Brytyjski dziennik podaje, że trend wyjątkowo ostrego traktowania przedsiębiorców, który nasilił się po dojściu do władzy Prawa i Sprawiedliwości w 2015 r. umocnił forsowaną przez obecny rząd narrację o bezwzględnym ściganiu oszustów. Według ekspertów prawnych aresztowano i przetrzymywano w areszcie tymczasowym więcej podejrzanych o przestępstwa gospodarcze niż w poprzednich dziesięcioleciach, kiedy środek ten był zarezerwowany głównie dla brutalnych przestępców lub dla osób, które podejrzewano o ucieczkę.

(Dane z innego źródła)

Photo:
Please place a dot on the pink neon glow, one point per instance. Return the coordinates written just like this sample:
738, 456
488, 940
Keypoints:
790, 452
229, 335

„Katastrofalna sytuacja przypominająca czasy komunizmu”
„Tragicznie obniżono standardy przetrzymywania osób (…) Ludzie spędzają dużo czasu w więzieniach. Nie są szanowane ich podstawowe prawa, w tym zasada domniemania niewinności” – przekazał Przemysław Rosati, prezes polskiej rady adwokackiej, cytowany przez „Financial Times”.
Rosati nazwał tę sytuację „katastrofalną”, przypominającą aresztowania i prześladowania w Polsce w czasach komunizmu.

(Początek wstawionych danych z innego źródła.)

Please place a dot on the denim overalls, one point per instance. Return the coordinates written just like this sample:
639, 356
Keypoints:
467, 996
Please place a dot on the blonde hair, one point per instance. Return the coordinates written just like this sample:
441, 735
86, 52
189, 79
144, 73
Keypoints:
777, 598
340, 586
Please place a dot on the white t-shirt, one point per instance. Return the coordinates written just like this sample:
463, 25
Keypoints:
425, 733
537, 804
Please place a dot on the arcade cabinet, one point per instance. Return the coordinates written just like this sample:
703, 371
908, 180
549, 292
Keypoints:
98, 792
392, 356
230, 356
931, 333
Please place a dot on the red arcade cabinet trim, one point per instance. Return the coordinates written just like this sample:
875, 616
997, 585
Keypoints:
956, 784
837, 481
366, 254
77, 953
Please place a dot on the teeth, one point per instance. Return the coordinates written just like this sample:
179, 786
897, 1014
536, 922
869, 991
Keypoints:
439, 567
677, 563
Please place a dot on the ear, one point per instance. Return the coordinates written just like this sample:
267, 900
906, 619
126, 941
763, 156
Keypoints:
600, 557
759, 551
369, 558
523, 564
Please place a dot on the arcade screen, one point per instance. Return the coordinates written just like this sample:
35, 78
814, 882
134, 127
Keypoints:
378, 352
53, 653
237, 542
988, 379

Aresztowania na wysokim szczeblu często przeprowadzane są też w obecności ekip telewizyjnych.
W październiku ubiegłego roku szef polskiej organizacji przedsiębiorców Lewiatan, Maciej Witucki, został aresztowany o świcie. Następnego dnia Witucki miał otworzyć dużą konferencję zorganizowaną przez Lewiatana. Spędził 48 godzin w więzieniu, po czym został zwolniony bez postawienia zarzutów.
Witucki pozostaje podejrzanym w śledztwie i może jeszcze stanąć przed sądem. Prokurator bada, czy dziesięć lat temu, prowadząc agencję pracy tymczasowej, uchylał się od płacenia składek ZUS.
60-procentowy wzrost wniosków o tymczasowe aresztowanie
Z badania przeprowadzonego przez Court Watch Poland, organizację pozarządową monitorującą wymiar sprawiedliwości, wynika, że liczba przestępstw rejestrowanych przez polską policję w latach 2015–2021 wzrosła o 3 procent, a liczba wniosków o tymczasowe aresztowanie w tym samym okresie poszła w górę o 60 procent, przekazał współzałożyciel Court Watch Poland Bartosz Pilitowski.
Według danych Naczelnej Rady Adwokackiej i Helsińskiej Fundacji Praw Człowieka w ubiegłym roku w areszcie tymczasowym przebywało 240 osób, w porównaniu z 39 w 2013 r.
Prokuratura: Intensyfikujemy działania w zakresie zwalczania poważnych przestępstw gospodarczych
Jak przekazała polska prokuratura, „liczba osób tymczasowo aresztowanych w ostatnich latach wynika głównie z intensyfikacji działań w zakresie zwalczania poważnych przestępstw gospodarczych”.
Prokuratura twierdzi ponadto, że wszystkie wnioski o areszt były rozpatrywane przez niezależnych sędziów, a zmiana systemu „oznaczałaby w istocie żądanie zaprzestania skutecznych działań wobec sprawców poważnych przestępstw”.
Kwestię dłuższego przetrzymywania podejrzanych podnosił polski rzecznik praw obywatelskich Marcin Wiącek. Sekretarz stanu wymiaru sprawiedliwości Marcin Warchoł powiedział jednak, że „nie ma potrzeby modyfikować przepisów”.
Ryzyko zaostrzenia przepisów w przypadku zwycięstwa PiS
Zdaniem byłego prokuratora generalnego Krzysztofa Kwiatkowskiego, jeśli w październiku rząd PiS wygra wybory może dojść nawet do zaostrzenia już istniejących przepisów.
W odróżnieniu od innych krajów, w Polsce nie stosuje się identyfikatorów elektronicznych do monitorowania podejrzanych przed rozprawą, a dopiero po skazaniu. Stowarzyszenia prawnicze wzywają do stosowania tej metody. Umożliwi ona bowiem przetrzymywanie podejrzanych w domu, a nie w więzieniu.